L’ultimo discorso di Gesù si trova nel Vangelo di Giovanni, capitoli 13-17. Questa parte del Vangelo descrive gli insegnamenti che Gesù impartisce ai suoi discepoli durante l’Ultima Cena, poco prima del suo arresto e crocifissione.
Il seguente versetto dal commiato di Gesù si trova in Giovanni 17, 3:
Τὸ δὲ αἰώνιον ἐστίν, ἵνα γινώσκωσίν σε τὸν μόνον ἀληθινὸν Θεὸν, καὶ ὃν ἀπέστειλας Ἰησοῦν Χριστόν.
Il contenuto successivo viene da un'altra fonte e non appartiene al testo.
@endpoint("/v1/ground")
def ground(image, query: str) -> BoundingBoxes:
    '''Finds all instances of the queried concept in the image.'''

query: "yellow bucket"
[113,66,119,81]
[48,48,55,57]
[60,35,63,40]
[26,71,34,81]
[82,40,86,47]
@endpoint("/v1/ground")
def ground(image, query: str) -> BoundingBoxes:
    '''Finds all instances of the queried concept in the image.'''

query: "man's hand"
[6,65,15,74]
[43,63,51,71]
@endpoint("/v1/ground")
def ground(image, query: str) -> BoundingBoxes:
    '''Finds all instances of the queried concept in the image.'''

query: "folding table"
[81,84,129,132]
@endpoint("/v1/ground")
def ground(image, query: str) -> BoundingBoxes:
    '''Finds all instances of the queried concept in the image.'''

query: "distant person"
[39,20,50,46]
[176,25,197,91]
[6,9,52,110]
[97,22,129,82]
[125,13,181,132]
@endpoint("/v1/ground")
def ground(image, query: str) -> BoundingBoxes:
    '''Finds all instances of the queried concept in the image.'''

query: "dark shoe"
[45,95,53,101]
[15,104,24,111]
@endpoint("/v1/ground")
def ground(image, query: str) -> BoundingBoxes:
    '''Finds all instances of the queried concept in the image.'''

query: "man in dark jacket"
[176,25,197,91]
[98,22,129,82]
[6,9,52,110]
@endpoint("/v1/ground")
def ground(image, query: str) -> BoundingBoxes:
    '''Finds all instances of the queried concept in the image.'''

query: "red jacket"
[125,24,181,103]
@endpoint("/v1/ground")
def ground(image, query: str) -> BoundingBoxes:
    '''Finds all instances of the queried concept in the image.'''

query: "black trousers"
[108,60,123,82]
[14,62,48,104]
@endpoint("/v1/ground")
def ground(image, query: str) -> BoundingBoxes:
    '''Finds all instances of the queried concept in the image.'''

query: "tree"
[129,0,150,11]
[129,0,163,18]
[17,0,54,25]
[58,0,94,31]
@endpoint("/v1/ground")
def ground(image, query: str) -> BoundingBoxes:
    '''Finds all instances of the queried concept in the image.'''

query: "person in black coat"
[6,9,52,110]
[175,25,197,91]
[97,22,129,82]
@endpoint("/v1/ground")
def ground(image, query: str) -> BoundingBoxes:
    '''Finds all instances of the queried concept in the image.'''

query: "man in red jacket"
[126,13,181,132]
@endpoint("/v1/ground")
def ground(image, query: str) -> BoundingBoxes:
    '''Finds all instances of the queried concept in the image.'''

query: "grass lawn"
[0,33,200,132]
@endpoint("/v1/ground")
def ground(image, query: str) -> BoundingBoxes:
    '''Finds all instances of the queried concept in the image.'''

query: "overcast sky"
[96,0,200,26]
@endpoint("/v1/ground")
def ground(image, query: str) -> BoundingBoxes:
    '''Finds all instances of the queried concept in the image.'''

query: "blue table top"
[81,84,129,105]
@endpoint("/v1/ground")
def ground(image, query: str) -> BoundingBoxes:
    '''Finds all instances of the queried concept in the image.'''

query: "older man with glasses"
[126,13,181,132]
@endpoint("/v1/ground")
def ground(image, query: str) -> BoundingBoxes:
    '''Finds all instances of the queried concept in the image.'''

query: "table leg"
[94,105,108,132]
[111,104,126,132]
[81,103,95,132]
Tò dè aiṓnion estín, hína ginṓskōsin sè tòn mónon alēthinòn Theón, kaì hòn apésteilas Iēsoûn Christón
“Questa è la vita eterna: che conoscano te, il solo vero Dio, e colui che hai mandato, Gesù Cristo”
Vorrei leggere questo versetto alla luce dell’insegnamento di Antonella.
Aiṓnios non significa semplicemente “senza fine” nel senso cronologico ma indica una qualità del tempo: il tempo trasfigurato, partecipazione alla vita divina. L’“eterno” è il presente di Dio che irrompe nel tempo umano: una pienezza di senso.
Il verbo ginōskō (“conoscere”) in greco biblico ha un valore esperienziale, relazionale, non puramente intellettuale. Conoscere Dio significa entrare in comunione, lasciarsi trasformare dal suo amore. È lo stesso verbo usato per l’unione sponsale (“Adamo conobbe Eva”): un conoscere che implica intimità, unione, fecondità spirituale.
Apostéilas (dal verbo apostéllō, “mandare”) indica la missione: Gesù è l’inviato, il segno concreto dell’amore del Padre nel mondo. Conoscere il Padre e conoscere il Figlio sono un solo atto: in Cristo, il volto invisibile di Dio si è fatto visibile.
L’esperienza della vita eterna passa dunque attraverso la relazione viva con il Verbo incarnato. Gesù stesso è questa apertura: il Figlio che, rivelando il Padre, restituisce all’uomo la sua verità divina.
In questa frase, Gesù definisce la vita eterna come uno stato di conoscenza-amore che inizia già nel presente. La vita eterna è ricevere questo amore, diventarne canale, manifestazione, e vivere in questa relazione, che è conoscenza trasformante. Dunque unione fra tempo ed eterno, tra coscienza umana e coscienza divina.
L’“homo spiritualis”, elaborato da Antonella in L’eterno nel tempo (Castelvecchi Editore, 2025): vivere la propria esistenza come relazione continua con la Fonte.
L’eternità, così, non è dopo la morte, ma nel cuore del tempo: è il presente che si apre alla luce. È l’esperienza che trasforma l’essere umano da homo sapiens a homo spiritualis.